Decided On January 30, 1946
HANUMANTHA GOWD Appellant
V/S
The Official Receiver Respondents

JUDGEMENT

(1.) THE appellant filed a petition under Section 4 of the Provincial Insolvency Act praying for a declaration that the Official Receiver in the insolvency of Hanumantha Gowd was not entitled to the share which would in the absence of any impediment have passed to the insolvent on the death of his brother Bhimana Gowd on the 21st March, 1944. The petitioner is a nephew of the insolvent who was adjudged in 1937. At the time of the adjudication the family consisted of the insolvent, his brother Bhimana Gowd and the petitioner who is the son of a deceased brother. When Bhimana Gowd died in 1944, the result, according to the present petitioner, would be that the share of the insolvent vested in the Official Receiver would not be increased at all by survivorship as a consequence of his brother's death and that the whole of the share of the deceased coparcener would pass by survivorship to the non -insolvent coparcener, the petitioner. This contention has been negatived by the trial Court.

(2.) SECTION 28(4) of the Provincial Insolvency Act prescribes that all property which is " acquired by or devolves on " the insolvent after the date of the order of adjudication and before his discharge shall forthwith vest in the Court or the Receiver. It cannot now be contended that the insolvency of a coparcener effects a separation of that coparcener from the joint family of which he is a member. He continues to be a coparcener and the decision of Venkataramana Rao, J., in Ldksh -mcman Chettiar v. : (1936)71MLJ707 which was pressed in the lower Court must be deemed no longer good law in the light of the Bench decision in Moony Suryanarayana -murthi v. : (1945)1MLJ292 to which one of us was a party.

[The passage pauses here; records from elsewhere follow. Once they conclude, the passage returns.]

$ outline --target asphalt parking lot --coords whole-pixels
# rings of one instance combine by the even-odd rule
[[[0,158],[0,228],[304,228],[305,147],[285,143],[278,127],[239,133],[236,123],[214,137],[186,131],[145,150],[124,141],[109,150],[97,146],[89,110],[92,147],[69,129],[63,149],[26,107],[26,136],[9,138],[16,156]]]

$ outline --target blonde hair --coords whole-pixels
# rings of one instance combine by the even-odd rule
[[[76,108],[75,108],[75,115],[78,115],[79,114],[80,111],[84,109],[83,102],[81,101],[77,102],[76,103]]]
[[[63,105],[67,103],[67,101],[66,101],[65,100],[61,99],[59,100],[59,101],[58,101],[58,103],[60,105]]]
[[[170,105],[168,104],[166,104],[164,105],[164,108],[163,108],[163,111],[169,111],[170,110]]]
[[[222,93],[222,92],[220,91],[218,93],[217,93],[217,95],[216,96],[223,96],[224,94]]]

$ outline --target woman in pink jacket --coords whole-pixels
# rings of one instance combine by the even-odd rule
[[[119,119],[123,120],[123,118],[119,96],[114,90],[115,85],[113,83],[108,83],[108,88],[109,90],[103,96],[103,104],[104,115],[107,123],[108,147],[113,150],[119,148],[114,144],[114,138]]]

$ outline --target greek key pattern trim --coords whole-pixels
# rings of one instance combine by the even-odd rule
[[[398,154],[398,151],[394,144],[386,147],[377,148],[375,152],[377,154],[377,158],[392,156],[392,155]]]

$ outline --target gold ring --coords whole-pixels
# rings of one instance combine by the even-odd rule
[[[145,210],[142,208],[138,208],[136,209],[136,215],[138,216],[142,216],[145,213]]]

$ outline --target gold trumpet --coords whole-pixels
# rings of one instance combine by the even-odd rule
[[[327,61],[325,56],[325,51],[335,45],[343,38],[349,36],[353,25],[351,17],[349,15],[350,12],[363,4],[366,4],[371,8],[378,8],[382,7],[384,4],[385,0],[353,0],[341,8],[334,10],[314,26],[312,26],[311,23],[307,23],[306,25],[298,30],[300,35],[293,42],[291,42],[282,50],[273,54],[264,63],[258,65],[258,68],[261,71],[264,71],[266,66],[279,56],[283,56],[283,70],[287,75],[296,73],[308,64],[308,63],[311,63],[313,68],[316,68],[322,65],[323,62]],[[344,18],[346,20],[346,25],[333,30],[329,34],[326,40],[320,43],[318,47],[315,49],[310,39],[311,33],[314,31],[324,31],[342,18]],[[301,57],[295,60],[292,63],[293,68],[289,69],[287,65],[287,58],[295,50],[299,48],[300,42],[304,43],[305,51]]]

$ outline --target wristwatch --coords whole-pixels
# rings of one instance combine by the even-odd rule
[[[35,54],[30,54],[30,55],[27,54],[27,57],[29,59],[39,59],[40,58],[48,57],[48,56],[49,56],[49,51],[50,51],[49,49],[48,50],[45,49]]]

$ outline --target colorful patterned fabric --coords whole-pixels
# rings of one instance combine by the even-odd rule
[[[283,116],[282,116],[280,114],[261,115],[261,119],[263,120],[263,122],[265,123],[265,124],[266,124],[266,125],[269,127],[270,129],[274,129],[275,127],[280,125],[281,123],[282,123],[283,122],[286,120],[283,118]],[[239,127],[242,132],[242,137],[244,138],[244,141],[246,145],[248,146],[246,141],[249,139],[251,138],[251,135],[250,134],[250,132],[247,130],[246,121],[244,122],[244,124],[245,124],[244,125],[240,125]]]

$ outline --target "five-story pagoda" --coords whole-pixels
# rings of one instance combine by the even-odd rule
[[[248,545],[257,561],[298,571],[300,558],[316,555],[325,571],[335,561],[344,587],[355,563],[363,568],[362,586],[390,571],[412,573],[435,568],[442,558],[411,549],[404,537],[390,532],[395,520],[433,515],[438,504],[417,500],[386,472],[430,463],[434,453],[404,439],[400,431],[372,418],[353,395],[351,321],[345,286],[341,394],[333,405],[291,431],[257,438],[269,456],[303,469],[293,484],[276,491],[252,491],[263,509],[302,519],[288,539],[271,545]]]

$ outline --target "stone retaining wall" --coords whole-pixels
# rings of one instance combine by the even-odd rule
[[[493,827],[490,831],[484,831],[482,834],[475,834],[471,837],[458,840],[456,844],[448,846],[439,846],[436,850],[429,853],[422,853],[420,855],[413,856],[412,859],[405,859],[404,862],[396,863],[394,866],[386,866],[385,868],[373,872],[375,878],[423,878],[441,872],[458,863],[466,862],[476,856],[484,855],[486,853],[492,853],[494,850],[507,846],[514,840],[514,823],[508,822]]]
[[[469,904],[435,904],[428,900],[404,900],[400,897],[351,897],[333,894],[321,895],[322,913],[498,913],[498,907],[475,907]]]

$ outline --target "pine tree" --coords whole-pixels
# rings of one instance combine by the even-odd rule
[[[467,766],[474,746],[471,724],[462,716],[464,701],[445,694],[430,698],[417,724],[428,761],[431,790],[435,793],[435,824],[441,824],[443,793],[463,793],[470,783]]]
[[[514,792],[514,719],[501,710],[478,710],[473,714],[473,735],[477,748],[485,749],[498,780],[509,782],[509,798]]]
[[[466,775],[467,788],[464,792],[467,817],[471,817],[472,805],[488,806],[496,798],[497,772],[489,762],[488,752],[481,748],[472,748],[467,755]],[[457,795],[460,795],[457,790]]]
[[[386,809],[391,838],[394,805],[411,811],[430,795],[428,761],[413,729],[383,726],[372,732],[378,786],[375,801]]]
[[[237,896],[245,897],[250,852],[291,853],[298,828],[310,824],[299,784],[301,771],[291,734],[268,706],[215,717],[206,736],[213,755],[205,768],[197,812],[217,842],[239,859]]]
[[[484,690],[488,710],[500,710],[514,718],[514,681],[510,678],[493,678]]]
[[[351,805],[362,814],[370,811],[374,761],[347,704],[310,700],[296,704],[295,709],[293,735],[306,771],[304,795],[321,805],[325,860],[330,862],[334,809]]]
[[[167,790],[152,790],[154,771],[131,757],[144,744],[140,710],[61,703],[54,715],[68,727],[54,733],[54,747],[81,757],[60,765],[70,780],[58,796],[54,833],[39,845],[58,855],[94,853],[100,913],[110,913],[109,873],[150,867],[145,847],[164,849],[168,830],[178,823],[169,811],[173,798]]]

In the latter case it was held that, when the adjudication of a coparcener of a joint Hindu family was annulled, his share of the family property which was vested in the Official Receiver would revert to the former insolvent as family property and not as self -acquired property. That decision postulates the position that, when a man is adjudged an insolvent, his status in the joint family and his rights in the property of the joint family remain unchanged. It would therefore seem to follow that if by a death in the coparcenary the share of the insolvent coparcener is increased the benefit of the increase will accrue to the Official Receiver in whom that share is vested.

(3.) IT has been argued by Mr. Ramanarasu for the appellant that the words " is acquired by or devolves on " are not wide enough to cover the passage of property by survivorship. His argument is that the words " acquired by" necessarily connote getting by some effort and the words " devolves on " necessarily connote the passage of property downwards, as by inheritance. It seems to us that this narrowing of the meaning of these words so as to confine them to what was possibly their original connotation is not in accordance with English usage and it is not in accordance with the view taken by the Federal Court in In the matter of the Hindu Women's Rights to Property Act,, (1941) 2 M.L.J. 12 :, 4 F.L.J. 1 (F.C.). Both the words in Section 28(4) are very wide words, obviously intended to cover all the ordinary ways in which the estate of the insolvent may be increased from time to time during his insolvency. As, therefore, he continues to be a coparcener and as by the death of his brother the addition to his share may be said to be acquired by him or to devolve upon him, it follows that this accretion vests in the Official Receiver. In this view we dismiss the appeal with costs.